Rory Sutherland's fortnightly column on technology and the web

14 May 2008

12:00 AM

14 May 2008

12:00 AM

Those of you who saw his article a few weeks back will be pleased to hear Kelvin MacKenzie took a remarkable second place in his local council elections. Already the climbdown over parking charges has begun: the cost of a day’s parking at Weybridge Station is suddenly not £5 but £4. It’s the same story in my birthplace of Usk, where rebellious townsfolk recently rejected the idea of paying for parking at all — with the result that the car park is invariably full and hence totally useless.

One thing the denizens of Usk and Weybridge clearly share is an unfamiliarity with the work of UCLA Professor Donald Shoup and his masterwork The High Cost of Free Parking. Shoup, an economist and urban planner, attacks not expensive parking but free or cheap parking, claiming it is a hidden subsidy to the motorist which costs the US economy over $200 billion annually — more than is spent on Medicare. As well as squandering road-space, free parking creates demand far in excess of supply, causing motorists to waste time and fuel in the search for elusive vacant bays. A 1980s study showed that in one year alone motorists in a 15-block area of Los Angeles drove the equivalent of two round-trips to the moon in the search for a space, wasting 100,000 hours and 47,000 gallons of petrol in the process. In some areas, 30 per cent of all moving cars are simply looking for somewhere to park.

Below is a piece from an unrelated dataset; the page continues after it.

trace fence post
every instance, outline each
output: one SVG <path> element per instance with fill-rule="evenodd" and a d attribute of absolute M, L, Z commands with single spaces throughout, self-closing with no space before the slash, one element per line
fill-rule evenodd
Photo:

It is possible both environmentalists and car-lovers might benefit from higher charges for parking, provided other non-behaviour-changing costs (road tax, say) are reduced in step. Certainly it seems ridiculous that Londoners who might pay £75,000 more for a house with an extra 10ft x 9ft bedroom stump up just £115 a year to park a 15ft x 6ft car on the street. A brave government might also follow Shoup’s advice and tackle the urban sprawl created by large supermarket car parks. The Tories were pilloried for the idea of making out-of-town stores charge for parking, though it was far milder than my own remedy for retail overcrowding — all retired people caught shopping at the weekend would be deported.

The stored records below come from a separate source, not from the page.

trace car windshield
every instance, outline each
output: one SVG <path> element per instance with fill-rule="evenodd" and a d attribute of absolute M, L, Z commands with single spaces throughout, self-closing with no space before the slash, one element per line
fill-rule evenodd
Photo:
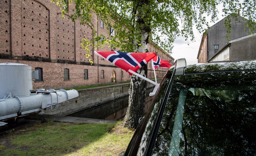
<path fill-rule="evenodd" d="M 176 76 L 153 155 L 256 154 L 256 72 Z"/>

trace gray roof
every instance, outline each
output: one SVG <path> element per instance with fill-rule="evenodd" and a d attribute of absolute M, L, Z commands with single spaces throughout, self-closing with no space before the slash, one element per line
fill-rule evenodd
<path fill-rule="evenodd" d="M 185 69 L 185 74 L 247 70 L 256 70 L 256 60 L 189 65 Z"/>

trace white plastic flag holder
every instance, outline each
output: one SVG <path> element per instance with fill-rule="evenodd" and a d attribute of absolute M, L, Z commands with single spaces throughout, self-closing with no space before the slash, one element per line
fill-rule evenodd
<path fill-rule="evenodd" d="M 128 71 L 131 73 L 132 73 L 134 74 L 134 75 L 136 75 L 136 76 L 138 76 L 138 77 L 140 77 L 140 78 L 142 78 L 142 79 L 148 81 L 148 82 L 155 85 L 155 88 L 154 88 L 154 89 L 153 90 L 153 91 L 152 91 L 152 92 L 149 93 L 149 96 L 153 96 L 156 93 L 156 90 L 157 90 L 158 89 L 158 87 L 159 87 L 159 84 L 157 83 L 156 83 L 156 77 L 155 77 L 155 78 L 156 82 L 154 82 L 154 81 L 152 81 L 152 80 L 149 79 L 147 78 L 144 77 L 144 76 L 142 76 L 142 75 L 140 75 L 140 74 L 138 74 L 138 73 L 136 73 L 136 72 L 134 72 L 133 71 L 130 69 L 129 69 L 129 70 L 128 70 Z"/>

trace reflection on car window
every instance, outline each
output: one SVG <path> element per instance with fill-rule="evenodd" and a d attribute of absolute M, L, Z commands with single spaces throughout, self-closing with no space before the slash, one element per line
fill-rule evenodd
<path fill-rule="evenodd" d="M 256 154 L 256 72 L 175 78 L 153 155 Z"/>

What has parking to do with technology? Just wait and see. Payment by mobile phone (a concept pioneered by companies such as Verrus.com and RingGo and common in Westminster) will be revolutionary. It allows anyone efficiently to charge for parking without the expense of running meters or ticket machines. Better still, it makes it possible to vary pricing, with an easyJet-style approach to balancing supply and demand. (Shoup recommends prices flex to keep 10 to 15 per cent of parking bays vacant at any time.) It can even tell drivers where parking is available.

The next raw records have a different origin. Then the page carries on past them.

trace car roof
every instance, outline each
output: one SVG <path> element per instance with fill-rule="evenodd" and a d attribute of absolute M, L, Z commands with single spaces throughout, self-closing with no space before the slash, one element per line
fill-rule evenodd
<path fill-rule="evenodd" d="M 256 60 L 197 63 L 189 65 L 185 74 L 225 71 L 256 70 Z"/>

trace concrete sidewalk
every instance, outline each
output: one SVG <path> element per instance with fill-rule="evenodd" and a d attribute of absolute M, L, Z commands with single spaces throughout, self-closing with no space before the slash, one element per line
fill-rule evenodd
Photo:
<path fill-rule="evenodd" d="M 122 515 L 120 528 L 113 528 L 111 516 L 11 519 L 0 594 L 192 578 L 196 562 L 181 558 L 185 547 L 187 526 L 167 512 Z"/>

Together with pay-as-you-drive insurance plans (a Norwich Union idea described at www.snipurl.com/paydrive) and schemes such as www.streetcar.co.uk, this illustrates that technology can transform the efficiency of car-use, meaning the price of using a car will become better aligned with its social costs.

The greatest benefit may come from GPS. Not only in cutting atmospheric pollution (by routing people around congestion) but visual pollution too. By 2018, with GPS in all cars, we can get rid of all modern metal road signs, restoring British towns and countryside to a tasteful, Betjemanesque state. I am, so far, the only person to propose this. Perhaps it’s one for Mr MacKenzie’s next manifesto?

Rory Sutherland is vice-chairman of Ogilvy Group UK.